L’intention du Dragon était évidente à partir de ce moment : créer une relation avec les talibans afin d’obtenir un avantage stratégique en Afghanistan, tant d’un point de vue économique que commercial, et, en même temps, garantir un niveau adéquat de sécurité contre une éventuelle résurgence du terrorisme islamique. Cependant, la Chine fait face à une menace qui, à terme, pourrait déstabiliser ses frontières occidentales et, de manière générale, raviver le tristement célèbre Triangle d’or de la drogue.

On parle du spectre du trafic de drogue qui pourrait submerger Kaboul et s’étendre à la région environnante. En fait, ce trafic a toujours prospéré dans la zone entre le Vietnam, le Laos et le Cambodge, le long des frontières sud de la Chine. Compte tenu de la géographie du territoire, constitué de jungle et de végétation dense, il est quasiment impossible pour le gouvernement chinois de contrôler l’ensemble de la zone frontalière. Pour se faire une idée de l’ampleur du trafic de drogue, il suffit de penser qu’en 2018, Pékin a saisi 37,5 tonnes de drogue et de substances servant à sa fabrication. Malgré l’intervention des autorités, de nombreuses substances ont tout de même réussi à entrer dans le pays puis à être commercialisées par des bandes criminelles à travers le monde. Désormais, aux côtés du Triangle d’Or, le chaos afghan pourrait compliquer la situation.

Le trafic de drogue qui menace Pékin

Comme l’a souligné le «South China Morning Post», les taxes sur les producteurs d’opium en Afghanistan ont constitué une source de revenus considérable pour les talibans. Ces derniers, du moins théoriquement, se sont engagés à éradiquer le trafic d’héroïne. Cependant, la Chine est préoccupée par le trafic de drogue, une contrebande qui, contournant l’œil des talibans et des autorités chinoises, pourrait poser des défis délicats au Dragon pour sa sécurité nationale.

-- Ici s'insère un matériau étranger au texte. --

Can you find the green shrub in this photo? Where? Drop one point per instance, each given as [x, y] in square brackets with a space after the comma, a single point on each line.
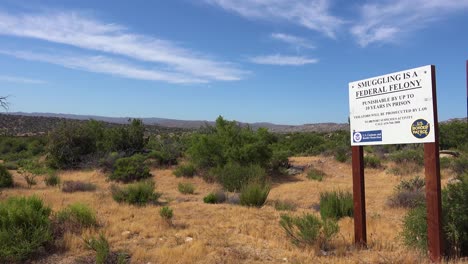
[186, 188]
[130, 169]
[77, 186]
[254, 194]
[52, 179]
[77, 214]
[284, 205]
[139, 193]
[336, 204]
[454, 221]
[309, 229]
[215, 197]
[315, 174]
[234, 176]
[166, 213]
[185, 170]
[6, 180]
[371, 161]
[24, 228]
[100, 246]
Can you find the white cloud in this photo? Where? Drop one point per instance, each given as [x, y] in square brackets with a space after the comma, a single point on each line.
[282, 60]
[295, 41]
[312, 14]
[102, 64]
[73, 29]
[23, 80]
[387, 21]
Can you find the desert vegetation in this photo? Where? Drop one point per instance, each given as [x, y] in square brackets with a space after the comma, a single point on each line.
[225, 193]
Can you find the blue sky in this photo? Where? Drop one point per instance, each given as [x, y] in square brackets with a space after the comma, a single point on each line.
[279, 61]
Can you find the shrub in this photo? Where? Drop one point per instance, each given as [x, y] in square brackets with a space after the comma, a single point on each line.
[284, 205]
[254, 194]
[6, 180]
[187, 170]
[234, 176]
[77, 186]
[454, 221]
[100, 246]
[52, 179]
[186, 188]
[77, 215]
[408, 155]
[336, 204]
[139, 193]
[215, 197]
[24, 228]
[315, 174]
[372, 162]
[130, 169]
[166, 213]
[309, 229]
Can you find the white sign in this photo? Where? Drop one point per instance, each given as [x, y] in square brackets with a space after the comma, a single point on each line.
[395, 108]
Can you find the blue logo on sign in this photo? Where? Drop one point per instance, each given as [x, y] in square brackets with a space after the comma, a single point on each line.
[367, 136]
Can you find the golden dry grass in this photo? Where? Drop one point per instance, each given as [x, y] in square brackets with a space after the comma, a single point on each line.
[225, 233]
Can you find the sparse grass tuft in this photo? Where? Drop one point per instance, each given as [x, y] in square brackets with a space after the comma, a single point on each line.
[186, 188]
[315, 174]
[336, 204]
[77, 186]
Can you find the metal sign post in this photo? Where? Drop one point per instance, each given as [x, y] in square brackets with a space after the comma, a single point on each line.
[397, 108]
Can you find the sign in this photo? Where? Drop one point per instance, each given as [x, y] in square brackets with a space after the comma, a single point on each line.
[395, 108]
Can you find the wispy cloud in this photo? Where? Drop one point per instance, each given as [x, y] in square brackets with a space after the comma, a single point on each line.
[295, 41]
[312, 14]
[282, 60]
[102, 64]
[23, 80]
[72, 28]
[388, 21]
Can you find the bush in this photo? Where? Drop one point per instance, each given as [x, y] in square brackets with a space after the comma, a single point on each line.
[234, 176]
[454, 221]
[77, 215]
[6, 180]
[336, 204]
[186, 188]
[284, 205]
[77, 186]
[139, 193]
[100, 246]
[52, 179]
[315, 174]
[372, 162]
[215, 197]
[254, 194]
[309, 229]
[166, 213]
[187, 170]
[130, 169]
[24, 228]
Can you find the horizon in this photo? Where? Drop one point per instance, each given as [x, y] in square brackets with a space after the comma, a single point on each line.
[285, 63]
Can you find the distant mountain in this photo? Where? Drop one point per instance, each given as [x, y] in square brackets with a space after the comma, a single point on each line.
[194, 124]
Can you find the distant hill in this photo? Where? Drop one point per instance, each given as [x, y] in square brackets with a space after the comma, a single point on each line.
[192, 124]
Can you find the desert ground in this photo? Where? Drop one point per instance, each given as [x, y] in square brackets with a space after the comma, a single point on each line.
[229, 233]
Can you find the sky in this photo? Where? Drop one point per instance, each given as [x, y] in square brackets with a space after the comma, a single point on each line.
[279, 61]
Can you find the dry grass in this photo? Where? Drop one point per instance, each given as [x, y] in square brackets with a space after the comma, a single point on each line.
[224, 233]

Afin d’atténuer les risques, Pékin pourrait offrir aux agriculteurs afghans la possibilité de se lancer dans des cultures alternatives au pavot à opium. Aussi parce que, comme mentionné, la dépendance continue de ce pays vis-à-vis du commerce illégal de la drogue a toujours inquiété le gouvernement chinois, d’autant plus dans un moment aussi historique. Rappelons, en effet, que le trafic de drogue et de méthamphétamine représente la principale source de revenus des étudiants coraniques (et qui pourrait se maintenir même face à d’éventuelles sanctions internationales contre le groupe).

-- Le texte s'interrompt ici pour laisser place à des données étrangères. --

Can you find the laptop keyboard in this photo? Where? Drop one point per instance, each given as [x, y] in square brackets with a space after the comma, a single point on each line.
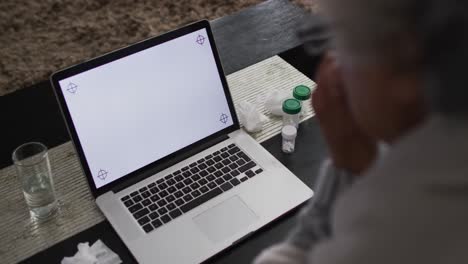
[173, 195]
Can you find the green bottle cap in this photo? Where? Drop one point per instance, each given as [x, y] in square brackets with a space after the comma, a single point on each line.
[292, 106]
[301, 92]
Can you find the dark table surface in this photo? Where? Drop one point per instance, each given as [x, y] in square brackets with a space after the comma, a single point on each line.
[243, 39]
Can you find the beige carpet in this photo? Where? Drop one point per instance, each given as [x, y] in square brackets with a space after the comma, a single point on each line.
[39, 37]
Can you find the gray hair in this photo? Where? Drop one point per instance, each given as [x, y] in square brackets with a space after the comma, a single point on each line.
[430, 35]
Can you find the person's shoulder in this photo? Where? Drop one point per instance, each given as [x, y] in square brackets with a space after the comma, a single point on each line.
[410, 205]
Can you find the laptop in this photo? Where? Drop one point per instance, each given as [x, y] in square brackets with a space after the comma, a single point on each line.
[159, 141]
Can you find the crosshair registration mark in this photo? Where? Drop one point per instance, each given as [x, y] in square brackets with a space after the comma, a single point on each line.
[201, 39]
[223, 118]
[102, 174]
[72, 88]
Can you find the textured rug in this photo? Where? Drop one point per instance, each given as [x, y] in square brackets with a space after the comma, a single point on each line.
[39, 37]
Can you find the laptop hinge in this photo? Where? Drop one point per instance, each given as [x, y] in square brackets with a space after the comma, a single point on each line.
[137, 178]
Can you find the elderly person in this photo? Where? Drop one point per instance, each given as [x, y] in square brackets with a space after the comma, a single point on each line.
[396, 75]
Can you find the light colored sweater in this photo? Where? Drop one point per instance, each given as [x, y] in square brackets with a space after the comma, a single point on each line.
[410, 207]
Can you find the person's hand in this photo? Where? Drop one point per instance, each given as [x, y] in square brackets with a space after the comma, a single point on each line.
[350, 148]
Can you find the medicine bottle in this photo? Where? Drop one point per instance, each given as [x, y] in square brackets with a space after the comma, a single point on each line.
[291, 109]
[288, 134]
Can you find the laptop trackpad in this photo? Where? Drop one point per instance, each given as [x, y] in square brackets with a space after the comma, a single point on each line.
[225, 219]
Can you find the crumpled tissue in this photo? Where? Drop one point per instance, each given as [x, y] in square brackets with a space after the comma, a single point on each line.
[274, 102]
[98, 253]
[251, 117]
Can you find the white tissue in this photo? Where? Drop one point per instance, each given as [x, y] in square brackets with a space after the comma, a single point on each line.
[98, 253]
[249, 115]
[274, 102]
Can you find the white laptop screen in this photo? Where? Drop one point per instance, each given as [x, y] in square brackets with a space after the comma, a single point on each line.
[138, 109]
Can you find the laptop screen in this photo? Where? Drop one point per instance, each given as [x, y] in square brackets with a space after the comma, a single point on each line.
[133, 111]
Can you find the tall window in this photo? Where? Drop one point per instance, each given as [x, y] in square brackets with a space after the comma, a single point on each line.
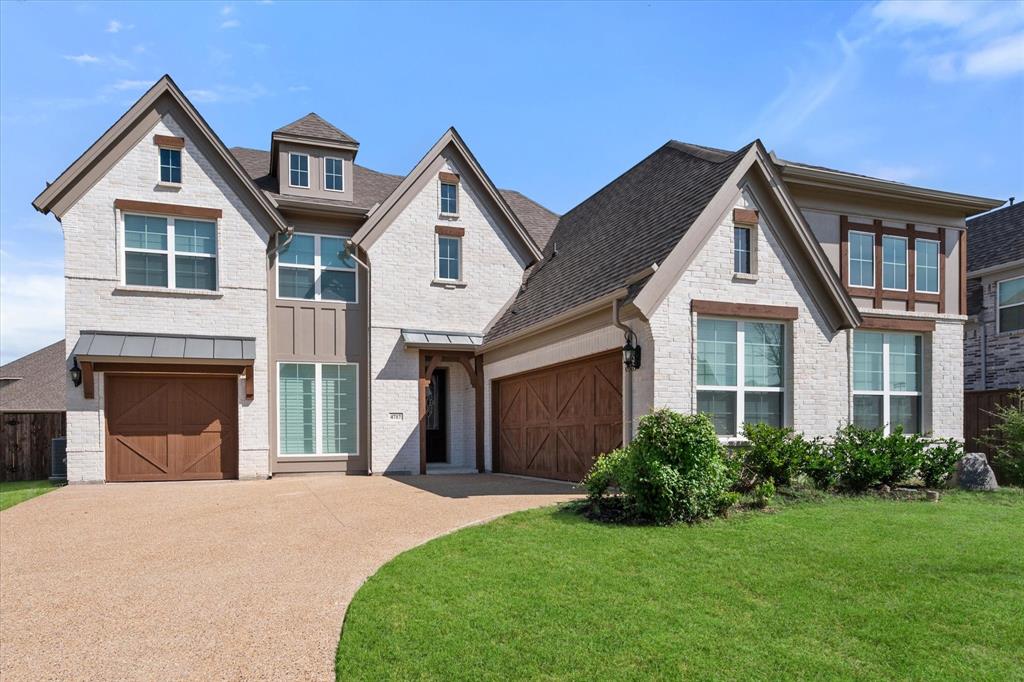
[1011, 303]
[317, 409]
[887, 381]
[450, 198]
[176, 253]
[333, 176]
[741, 250]
[861, 259]
[315, 267]
[894, 262]
[170, 166]
[449, 257]
[740, 373]
[927, 259]
[298, 166]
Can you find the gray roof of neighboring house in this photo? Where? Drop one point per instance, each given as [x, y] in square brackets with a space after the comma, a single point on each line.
[37, 382]
[313, 127]
[995, 238]
[114, 344]
[371, 187]
[632, 222]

Ces dernières années, l’une des principales voies d’entrée de l’héroïne en provenance d’Afghanistan vers la Chine passait par le Pakistan et la province chinoise occidentale du Xinjiang. Les agences chinoises de lutte contre les stupéfiants se sont déjà mobilisées pour empêcher les drogues afghanes d’entrer au-delà du mur. Mais la bataille pourrait être plus compliquée que prévu.

Le fléau afghan

Les chiffres publiés par l’Office des Nations Unies contre la drogue et le crime parlent d’eux-mêmes, ajoute Federico Giuliani. En juin, l’Afghanistan représentait 80 % des approvisionnements mondiaux en opium et en héroïne. Un pourcentage démentiel, qui a permis au pays, rien qu’en 2019, de générer entre 1,2 et 2,1 milliards de dollars de revenus issus de la consommation de ces substances, de leur production et de leurs exportations.

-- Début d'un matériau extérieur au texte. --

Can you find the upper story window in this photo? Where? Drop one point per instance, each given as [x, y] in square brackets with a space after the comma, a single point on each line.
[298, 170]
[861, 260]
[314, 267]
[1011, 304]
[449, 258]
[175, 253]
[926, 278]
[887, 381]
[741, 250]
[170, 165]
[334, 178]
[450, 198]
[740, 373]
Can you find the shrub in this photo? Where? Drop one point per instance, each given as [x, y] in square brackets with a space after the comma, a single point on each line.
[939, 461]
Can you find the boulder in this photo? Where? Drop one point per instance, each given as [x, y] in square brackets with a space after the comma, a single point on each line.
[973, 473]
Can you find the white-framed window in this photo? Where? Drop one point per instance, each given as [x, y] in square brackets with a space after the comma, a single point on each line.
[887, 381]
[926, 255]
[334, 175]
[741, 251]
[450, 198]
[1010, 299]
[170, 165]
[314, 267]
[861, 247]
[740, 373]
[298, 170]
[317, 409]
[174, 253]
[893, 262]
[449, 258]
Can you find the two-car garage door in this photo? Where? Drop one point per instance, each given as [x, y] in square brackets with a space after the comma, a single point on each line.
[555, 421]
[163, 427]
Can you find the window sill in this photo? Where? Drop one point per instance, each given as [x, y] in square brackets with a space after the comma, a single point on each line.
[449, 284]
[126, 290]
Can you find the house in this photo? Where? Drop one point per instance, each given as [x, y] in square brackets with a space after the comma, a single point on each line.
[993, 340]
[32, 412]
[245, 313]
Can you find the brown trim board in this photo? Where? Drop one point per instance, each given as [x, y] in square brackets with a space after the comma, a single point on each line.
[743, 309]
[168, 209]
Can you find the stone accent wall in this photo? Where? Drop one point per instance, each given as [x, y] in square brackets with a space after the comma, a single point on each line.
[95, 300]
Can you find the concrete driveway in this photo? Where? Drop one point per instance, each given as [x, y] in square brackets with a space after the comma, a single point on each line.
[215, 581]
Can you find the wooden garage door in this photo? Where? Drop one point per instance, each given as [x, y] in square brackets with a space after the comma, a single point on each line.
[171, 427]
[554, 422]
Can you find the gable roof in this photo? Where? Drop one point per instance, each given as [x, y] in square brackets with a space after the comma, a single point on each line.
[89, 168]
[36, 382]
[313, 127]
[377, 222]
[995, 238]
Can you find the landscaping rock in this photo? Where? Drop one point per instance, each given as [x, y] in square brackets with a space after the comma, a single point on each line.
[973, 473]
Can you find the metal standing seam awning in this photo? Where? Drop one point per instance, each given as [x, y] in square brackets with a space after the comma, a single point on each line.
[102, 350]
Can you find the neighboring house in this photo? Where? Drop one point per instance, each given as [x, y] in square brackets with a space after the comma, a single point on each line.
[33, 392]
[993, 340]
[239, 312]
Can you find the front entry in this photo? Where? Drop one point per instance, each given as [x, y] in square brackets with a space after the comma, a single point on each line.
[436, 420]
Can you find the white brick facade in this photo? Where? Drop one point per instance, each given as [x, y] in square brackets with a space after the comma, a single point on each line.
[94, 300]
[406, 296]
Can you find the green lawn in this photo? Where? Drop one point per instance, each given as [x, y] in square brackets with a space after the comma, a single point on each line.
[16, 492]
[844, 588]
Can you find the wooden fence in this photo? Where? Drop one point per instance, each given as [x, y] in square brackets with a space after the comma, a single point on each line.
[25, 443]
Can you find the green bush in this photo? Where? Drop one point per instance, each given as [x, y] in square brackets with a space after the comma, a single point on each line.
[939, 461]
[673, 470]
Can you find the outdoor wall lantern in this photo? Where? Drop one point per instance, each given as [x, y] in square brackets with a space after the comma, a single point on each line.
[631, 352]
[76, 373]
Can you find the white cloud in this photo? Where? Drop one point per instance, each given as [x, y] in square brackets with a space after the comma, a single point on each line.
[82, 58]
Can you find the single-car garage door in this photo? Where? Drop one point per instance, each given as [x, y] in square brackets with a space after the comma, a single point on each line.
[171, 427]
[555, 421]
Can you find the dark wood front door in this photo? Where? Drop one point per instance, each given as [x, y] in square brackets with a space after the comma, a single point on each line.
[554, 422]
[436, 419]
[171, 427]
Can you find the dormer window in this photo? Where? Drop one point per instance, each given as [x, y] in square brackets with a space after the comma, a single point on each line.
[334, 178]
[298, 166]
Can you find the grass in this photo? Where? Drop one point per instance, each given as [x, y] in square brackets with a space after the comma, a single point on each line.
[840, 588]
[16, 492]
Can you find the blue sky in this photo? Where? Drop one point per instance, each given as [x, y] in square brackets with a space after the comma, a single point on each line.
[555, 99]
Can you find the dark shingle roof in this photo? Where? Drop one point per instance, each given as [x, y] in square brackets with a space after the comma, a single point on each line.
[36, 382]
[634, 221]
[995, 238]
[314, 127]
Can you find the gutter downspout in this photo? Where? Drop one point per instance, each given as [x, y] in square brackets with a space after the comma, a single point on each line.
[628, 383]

Il y a deux mois, ajoutait le Conseil de sécurité des Nations unies dans une analyse, le trafic de drogue avait permis aux talibans de lever 460 millions de dollars de taxes imposées aux cultivateurs d’opium. Peu importe que le groupe islamique, une fois au pouvoir, ait juré que l’Afghanistan ne deviendrait pas un narco-État ; de nombreux experts estiment que les héritiers du mollah Omar auront du mal à tenir leur promesse, ne serait-ce qu’en raison du trafic illicite de drogue qui pourrait prendre le relais suite à la perte de l’aide internationale et à l’arrivée d’hypothétiques sanctions économiques. Et la Chine n’a pas l’intention de faire face à une telle menace.